İlişkilerde sınır koymak neden çoğu zaman zordur? Çoğunlukla korku ve suçluluk duygusundan. Diğer kişinin öfkeleneceğinden, bizi anlamayacağından, uzaklaşacağından ve bizimle herhangi bir türde ilişkiye -aşk, arkadaşlık, aile- devam etmek istemeyeceğinden korkmak. O sınırı koymaya çalışmanın doğurabileceği sonuçlardan korkuyoruz. Diğer yandan inançlarımızdan kaynaklanan suçluluk duygusu da var. Çoğu zaman sınırlar koymanın ve bir şeye hayır demenin bizi kötü insanlar yaptığını düşünürüz. Bunlar kültürden ve nasıl eğitildiğimizden kaynaklanan inançlardır. 2000 yılı öncesinde doğan insanlarda, özellikle de kadınlarda, memnun etme isteği, “Şikayet etmemem daha iyi, çünkü rahatsızlık vermek istemiyorum ” düşüncesi çok belirgindir.
Ayrıca, sadece kendimize bakmak için sınır koymanın bencilce olduğu düşüncesi de var... Biraz bencilliğin herkes için sağlıklı olduğunu düşünüyorum. Elbette bu bencilliği "Ben sadece kendime ne olduğunu önemsiyorum, sana ne olduğunu umursamıyorum" şeklinde anlamadan. Öyle değil. Bu, "kendime bakmak", kendine iyi bakmakla ilgili. Eğer bir ilişkide seni üzen şeyler yaşanıyorsa, karşılıklı bir bağ yoksa ve seni etkileyen davranışlar mevcutsa, neden bencil hissedesin ki? Başkalarına karşı saldırgan olmadan, sınırlarınızı belirleyebilir ve ne istediğinizi ifade edebilirsiniz; ancak yine de ihtiyaçlarınızı talep edebilirsiniz. Bu, bir tür öz bakım ve sağlıklı ilişkiler kurma biçimidir.
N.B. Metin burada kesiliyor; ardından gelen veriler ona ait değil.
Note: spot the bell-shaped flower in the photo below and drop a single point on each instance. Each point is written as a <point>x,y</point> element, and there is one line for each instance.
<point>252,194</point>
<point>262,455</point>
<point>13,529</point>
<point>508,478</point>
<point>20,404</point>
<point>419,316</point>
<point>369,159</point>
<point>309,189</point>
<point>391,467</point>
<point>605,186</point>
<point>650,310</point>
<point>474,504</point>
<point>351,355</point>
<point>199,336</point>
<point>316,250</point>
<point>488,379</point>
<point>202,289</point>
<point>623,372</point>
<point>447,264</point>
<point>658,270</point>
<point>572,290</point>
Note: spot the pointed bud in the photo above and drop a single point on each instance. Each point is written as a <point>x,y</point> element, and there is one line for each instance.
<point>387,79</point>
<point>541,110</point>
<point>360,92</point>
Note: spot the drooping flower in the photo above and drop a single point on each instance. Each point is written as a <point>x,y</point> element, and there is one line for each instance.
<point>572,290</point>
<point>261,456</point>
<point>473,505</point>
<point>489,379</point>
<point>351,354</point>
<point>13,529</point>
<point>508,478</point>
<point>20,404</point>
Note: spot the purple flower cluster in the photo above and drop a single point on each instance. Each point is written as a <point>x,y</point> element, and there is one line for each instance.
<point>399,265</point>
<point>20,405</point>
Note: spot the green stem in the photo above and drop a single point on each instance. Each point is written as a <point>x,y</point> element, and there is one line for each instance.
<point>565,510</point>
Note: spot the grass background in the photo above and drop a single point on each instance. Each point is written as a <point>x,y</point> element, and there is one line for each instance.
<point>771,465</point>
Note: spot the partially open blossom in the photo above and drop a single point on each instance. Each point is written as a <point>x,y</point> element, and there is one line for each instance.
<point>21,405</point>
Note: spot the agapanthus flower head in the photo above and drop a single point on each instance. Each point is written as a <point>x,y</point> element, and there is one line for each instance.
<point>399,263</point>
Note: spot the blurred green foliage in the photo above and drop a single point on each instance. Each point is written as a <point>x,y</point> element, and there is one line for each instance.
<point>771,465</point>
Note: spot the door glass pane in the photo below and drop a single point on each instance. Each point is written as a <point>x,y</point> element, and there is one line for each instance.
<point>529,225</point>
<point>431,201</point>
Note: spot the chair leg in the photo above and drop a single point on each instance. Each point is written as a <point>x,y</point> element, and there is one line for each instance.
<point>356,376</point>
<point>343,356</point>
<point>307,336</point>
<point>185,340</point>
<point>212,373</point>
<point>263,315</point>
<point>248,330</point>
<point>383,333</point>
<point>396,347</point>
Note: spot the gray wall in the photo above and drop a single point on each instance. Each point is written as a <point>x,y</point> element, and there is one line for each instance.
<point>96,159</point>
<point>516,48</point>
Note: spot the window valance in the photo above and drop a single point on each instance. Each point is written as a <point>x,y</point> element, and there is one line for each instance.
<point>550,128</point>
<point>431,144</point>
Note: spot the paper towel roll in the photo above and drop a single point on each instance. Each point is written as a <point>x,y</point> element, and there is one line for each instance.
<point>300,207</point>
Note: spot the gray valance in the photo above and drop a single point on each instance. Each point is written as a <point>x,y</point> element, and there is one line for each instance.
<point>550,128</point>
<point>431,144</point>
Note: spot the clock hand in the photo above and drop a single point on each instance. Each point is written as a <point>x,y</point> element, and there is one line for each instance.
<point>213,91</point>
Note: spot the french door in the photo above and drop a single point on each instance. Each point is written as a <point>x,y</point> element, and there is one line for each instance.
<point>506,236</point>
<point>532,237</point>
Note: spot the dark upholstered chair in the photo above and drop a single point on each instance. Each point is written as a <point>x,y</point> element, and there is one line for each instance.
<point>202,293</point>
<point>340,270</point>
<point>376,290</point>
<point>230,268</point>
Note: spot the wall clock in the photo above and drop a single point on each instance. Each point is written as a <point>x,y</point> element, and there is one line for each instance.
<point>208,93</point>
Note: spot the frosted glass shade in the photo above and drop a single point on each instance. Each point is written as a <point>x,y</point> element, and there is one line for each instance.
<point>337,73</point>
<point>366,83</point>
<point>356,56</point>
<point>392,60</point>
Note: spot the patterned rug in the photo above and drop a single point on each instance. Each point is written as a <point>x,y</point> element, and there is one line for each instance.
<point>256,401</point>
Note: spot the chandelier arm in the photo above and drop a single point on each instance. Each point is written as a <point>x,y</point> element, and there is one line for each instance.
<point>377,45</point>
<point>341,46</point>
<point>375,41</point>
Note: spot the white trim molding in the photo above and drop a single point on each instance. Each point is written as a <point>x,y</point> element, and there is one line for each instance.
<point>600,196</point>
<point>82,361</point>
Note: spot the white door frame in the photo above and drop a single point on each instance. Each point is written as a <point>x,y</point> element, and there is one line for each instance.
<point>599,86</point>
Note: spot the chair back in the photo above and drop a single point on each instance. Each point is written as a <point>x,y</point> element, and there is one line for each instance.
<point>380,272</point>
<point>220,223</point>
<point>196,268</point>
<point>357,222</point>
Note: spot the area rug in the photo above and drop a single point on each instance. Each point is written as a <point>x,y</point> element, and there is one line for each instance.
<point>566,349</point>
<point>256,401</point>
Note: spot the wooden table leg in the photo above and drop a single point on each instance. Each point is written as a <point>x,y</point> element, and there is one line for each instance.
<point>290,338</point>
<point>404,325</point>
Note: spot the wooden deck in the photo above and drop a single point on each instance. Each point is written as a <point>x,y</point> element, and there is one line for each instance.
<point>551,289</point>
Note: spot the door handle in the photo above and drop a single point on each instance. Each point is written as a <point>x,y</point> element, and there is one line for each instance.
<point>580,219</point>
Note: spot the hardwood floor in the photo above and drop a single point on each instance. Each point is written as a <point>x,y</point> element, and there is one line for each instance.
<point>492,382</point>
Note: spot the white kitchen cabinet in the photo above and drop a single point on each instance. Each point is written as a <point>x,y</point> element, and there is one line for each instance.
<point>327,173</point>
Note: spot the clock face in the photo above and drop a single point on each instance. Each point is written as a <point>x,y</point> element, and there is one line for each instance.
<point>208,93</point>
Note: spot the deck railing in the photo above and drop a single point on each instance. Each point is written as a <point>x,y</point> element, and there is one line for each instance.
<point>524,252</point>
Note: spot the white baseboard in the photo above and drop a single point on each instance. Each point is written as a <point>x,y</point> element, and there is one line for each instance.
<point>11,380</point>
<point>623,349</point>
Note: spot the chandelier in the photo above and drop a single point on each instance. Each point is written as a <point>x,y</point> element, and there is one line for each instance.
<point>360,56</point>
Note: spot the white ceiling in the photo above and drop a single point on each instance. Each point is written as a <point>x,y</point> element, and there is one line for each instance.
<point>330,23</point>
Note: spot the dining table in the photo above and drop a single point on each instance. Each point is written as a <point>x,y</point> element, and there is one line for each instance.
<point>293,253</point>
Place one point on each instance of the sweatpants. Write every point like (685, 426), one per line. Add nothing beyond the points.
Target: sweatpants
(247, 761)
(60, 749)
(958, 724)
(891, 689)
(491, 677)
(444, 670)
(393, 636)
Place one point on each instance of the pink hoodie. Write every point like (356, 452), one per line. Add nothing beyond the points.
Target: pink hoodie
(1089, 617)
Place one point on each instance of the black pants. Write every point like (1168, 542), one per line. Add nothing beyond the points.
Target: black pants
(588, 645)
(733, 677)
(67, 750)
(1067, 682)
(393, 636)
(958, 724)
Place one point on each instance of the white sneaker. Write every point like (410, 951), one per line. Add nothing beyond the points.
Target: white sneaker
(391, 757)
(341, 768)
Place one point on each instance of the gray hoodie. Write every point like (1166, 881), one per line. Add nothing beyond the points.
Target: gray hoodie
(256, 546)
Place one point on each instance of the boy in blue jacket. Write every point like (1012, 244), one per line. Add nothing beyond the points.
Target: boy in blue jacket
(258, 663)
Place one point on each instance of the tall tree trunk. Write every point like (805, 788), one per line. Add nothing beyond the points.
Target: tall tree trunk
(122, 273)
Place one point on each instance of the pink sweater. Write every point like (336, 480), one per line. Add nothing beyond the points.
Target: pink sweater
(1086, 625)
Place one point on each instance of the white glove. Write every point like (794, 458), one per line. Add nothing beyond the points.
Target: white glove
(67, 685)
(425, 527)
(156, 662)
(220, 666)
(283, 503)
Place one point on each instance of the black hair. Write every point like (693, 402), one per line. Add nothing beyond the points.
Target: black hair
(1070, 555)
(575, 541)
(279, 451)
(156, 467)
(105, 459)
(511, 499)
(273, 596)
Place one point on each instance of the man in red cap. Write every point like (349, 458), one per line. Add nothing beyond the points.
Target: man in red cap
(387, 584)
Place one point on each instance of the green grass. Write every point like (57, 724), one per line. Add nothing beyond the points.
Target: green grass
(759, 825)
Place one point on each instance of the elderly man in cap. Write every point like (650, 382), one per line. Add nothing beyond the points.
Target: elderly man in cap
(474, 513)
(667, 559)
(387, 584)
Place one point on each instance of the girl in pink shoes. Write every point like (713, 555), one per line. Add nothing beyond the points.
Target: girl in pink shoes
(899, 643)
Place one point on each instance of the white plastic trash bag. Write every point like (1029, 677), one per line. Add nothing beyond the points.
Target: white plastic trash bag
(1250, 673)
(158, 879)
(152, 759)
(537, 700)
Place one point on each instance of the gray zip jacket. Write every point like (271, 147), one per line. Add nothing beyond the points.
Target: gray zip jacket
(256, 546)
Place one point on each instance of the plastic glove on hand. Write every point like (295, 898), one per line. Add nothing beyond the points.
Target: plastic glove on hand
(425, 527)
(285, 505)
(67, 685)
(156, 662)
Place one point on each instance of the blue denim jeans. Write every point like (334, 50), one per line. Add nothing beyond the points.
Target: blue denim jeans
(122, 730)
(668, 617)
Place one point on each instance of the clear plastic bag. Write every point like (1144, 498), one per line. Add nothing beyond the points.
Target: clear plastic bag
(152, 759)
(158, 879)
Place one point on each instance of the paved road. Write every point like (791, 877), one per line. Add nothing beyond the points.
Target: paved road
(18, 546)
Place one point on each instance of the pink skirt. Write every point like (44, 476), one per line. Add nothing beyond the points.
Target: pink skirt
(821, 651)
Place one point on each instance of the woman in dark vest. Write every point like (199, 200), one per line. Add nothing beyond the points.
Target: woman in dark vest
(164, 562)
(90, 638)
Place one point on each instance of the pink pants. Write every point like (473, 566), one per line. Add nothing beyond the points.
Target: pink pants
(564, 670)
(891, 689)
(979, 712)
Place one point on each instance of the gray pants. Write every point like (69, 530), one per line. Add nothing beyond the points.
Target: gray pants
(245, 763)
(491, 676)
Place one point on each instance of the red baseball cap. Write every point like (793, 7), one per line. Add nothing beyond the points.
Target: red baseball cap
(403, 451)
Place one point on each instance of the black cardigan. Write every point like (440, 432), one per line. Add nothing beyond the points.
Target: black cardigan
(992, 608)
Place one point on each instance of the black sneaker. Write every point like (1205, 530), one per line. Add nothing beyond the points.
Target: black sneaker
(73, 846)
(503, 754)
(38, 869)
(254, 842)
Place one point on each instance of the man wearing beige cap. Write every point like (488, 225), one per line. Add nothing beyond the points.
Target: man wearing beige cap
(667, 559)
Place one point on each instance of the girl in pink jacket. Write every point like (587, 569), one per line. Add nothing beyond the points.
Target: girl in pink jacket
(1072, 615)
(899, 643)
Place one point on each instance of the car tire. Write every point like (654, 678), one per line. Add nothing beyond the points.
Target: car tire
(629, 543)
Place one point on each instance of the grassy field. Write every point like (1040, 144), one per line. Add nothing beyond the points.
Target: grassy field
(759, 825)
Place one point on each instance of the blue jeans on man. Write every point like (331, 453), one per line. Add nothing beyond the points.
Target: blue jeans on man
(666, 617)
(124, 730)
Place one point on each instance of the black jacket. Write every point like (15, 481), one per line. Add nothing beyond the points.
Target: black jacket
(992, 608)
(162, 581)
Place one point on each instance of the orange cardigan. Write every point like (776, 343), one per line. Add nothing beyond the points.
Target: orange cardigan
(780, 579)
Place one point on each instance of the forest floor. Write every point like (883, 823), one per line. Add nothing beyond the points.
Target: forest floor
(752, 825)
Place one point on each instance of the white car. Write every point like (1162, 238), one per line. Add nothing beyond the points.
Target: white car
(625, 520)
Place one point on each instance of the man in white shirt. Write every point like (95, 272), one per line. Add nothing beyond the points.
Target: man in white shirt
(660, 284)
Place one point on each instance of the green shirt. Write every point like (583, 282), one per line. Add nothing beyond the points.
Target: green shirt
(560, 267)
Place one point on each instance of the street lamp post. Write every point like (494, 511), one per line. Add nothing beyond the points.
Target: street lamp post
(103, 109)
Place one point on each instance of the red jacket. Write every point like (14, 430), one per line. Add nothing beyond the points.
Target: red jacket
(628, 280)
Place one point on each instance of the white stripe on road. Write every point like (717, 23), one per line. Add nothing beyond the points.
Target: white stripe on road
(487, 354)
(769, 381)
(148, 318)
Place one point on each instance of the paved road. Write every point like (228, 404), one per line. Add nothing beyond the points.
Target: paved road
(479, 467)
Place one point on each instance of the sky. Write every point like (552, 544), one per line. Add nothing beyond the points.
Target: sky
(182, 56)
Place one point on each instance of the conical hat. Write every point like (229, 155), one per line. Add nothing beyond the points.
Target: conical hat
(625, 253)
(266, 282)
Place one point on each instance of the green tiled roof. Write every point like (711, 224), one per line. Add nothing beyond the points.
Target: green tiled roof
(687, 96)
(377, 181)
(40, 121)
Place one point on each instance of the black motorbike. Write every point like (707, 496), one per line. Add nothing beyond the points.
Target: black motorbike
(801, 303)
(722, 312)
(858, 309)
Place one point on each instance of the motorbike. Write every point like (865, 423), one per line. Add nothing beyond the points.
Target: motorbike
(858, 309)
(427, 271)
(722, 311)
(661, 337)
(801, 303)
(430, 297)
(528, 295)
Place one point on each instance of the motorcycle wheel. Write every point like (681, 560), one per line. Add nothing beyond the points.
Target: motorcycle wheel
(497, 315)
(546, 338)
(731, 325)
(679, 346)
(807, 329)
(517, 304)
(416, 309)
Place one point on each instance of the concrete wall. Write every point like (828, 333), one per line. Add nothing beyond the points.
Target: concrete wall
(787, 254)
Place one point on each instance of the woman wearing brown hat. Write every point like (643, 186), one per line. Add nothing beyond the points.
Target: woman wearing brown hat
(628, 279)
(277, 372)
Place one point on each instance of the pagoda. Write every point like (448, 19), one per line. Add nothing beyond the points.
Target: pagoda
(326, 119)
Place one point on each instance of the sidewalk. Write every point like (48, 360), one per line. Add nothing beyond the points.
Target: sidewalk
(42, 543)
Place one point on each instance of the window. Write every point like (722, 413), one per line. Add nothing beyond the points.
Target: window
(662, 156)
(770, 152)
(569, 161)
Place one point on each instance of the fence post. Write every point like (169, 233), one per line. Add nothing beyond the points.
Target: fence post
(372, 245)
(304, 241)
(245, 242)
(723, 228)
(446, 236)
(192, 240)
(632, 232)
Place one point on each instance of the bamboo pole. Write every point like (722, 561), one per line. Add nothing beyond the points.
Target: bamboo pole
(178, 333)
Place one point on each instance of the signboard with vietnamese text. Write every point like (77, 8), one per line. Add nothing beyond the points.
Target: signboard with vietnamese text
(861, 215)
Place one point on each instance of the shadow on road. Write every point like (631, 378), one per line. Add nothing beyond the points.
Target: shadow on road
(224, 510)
Ve bu iki yönlü bir durum: Aynı zamanda, diğer kişinin koyduğu sınırları da hesaba katıyorsunuz... Sınırları bu şekilde anlamak, başkalarının sınırlarını düşünmemizi ve birisi bana sınır koyduğunda bunun benimle hiçbir ilgisi olmadığını, diğer kişinin hayatından ne istediğiyle ilgili olduğunu bilmemizi sağlar. İlginçtir, çünkü bu süreçte birinin ihtiyaç duyduğu veya hoş gördüğü şeyin diğerinin ihtiyaç duyduğu veya hoş gördüğü şeyle uyumlu olup olmadığını keşfedeceğiz. Benim sende hoşlanmadığım şeyler ve benim sende olup senin hoşlanmadığın şeyler, bunlar uyumlu olabilir mi yoksa pazarlık edilemez sınırları aşar mı? Orada, eğer bir ilişki yaşamak istiyorsak bazı şeylerden vazgeçmemiz gereken bir diyaloğa giriyoruz. Tabii ki, ne olursa olsun ilişkinin yürümesi konusunda ısrarcı olmayın, çünkü bu zararlı veya bağımlı ilişkilere yol açabilir. Eğer senin oyun kurallarınla benim kurallarımın uyuşmadığını anlarsam, birbirimizi kırmamak için aramıza belli bir mesafe koymamız daha iyi olur.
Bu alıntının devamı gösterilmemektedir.